As for plaintiff's expert affidavit, "expert witnesses should not be called to offer opinion as to the legal obligations of parties under a contract; that is an issue to be determined by the trial court. Expert opinion as to a legal conclusion is impermissible" (Colon v Rent-A-Center, 276 AD2d 58, 61 [1st Dept 2000]). "An expert may not be utilized to offer opinion as to the legal standards which he believes should have governed a party's conduct" (Russo v Feder, Kaszovitz, Isaacson, Weber, Skala & Bass, 301 AD2d 63, 69 [1st Dept 2002]).

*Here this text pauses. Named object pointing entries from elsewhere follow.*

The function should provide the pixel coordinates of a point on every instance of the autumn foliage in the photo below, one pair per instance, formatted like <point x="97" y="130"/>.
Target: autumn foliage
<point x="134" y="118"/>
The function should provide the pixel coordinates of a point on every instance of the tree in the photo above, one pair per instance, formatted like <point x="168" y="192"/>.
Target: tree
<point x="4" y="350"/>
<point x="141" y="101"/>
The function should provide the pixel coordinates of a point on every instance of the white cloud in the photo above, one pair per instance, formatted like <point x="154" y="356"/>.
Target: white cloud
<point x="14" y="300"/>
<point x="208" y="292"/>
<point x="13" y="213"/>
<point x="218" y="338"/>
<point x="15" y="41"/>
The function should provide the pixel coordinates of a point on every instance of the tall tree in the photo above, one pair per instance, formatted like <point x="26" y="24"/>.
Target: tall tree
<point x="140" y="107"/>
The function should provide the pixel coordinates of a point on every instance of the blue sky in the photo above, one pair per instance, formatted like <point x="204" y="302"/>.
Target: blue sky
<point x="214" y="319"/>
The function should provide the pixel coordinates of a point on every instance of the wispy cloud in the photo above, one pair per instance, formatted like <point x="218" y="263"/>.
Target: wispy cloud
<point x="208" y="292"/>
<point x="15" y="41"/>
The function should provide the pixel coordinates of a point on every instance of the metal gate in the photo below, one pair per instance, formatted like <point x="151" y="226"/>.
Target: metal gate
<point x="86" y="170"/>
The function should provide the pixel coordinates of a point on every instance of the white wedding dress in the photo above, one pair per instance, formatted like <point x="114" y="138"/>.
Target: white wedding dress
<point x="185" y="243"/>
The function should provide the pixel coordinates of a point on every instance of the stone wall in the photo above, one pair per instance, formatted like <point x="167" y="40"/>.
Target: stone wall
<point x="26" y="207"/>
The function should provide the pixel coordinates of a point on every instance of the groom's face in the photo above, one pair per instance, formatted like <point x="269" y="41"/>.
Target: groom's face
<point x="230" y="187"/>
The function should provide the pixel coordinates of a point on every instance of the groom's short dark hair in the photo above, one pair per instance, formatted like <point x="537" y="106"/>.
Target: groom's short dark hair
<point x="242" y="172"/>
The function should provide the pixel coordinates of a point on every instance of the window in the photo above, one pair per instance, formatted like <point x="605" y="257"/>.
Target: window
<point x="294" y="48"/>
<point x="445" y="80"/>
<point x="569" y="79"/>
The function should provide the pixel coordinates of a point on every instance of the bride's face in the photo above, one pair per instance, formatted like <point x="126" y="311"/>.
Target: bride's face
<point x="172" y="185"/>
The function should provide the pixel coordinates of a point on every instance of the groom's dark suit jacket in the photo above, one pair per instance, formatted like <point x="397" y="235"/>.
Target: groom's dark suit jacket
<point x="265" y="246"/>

Turning to the cause of action sounding in breach of contract, "where a cause of action alleging breach of contract or fraud arises from the same facts as a legal malpractice cause of action and does not allege distinct damages, the breach of contract or fraud cause of action must be dismissed as duplicative of the legal malpractice cause of action" (Postiglione v Castro, 119 AD3d 920, 922 [2d Dept 2014]). Here, the breach-of-contract claim is duplicative of the legal malpractice causes of action, since they arise from the same facts as those underlying the legal malpractice claims, and do not allege distinct damages (see e.g. Chowaiki & Co. Fine Art Ltd. v Lacher, 115 AD3d 600, 600-601 [1st Dept 2014]; Sun Graphics Corp. v Levy, Davis & Maher, LLP, 94 AD3d 669, 669 [1st Dept 2012] ["The causes of action for breach of contract, breach of fiduciary duty, and negligent misrepresentation are redundant of the legal malpractice claim, since they arise from the same allegations and seek identical relief"]).

Accordingly, for the foregoing reasons, it is

ORDERED that defendants' motion under CPLR 3212 for summary judgment dismissing the complaint is granted and the complaint is dismissed, with costs and disbursements as taxed by the Clerk of the Court upon the submission of an appropriate bill of costs, and the Clerk is directed to enter judgment accordingly.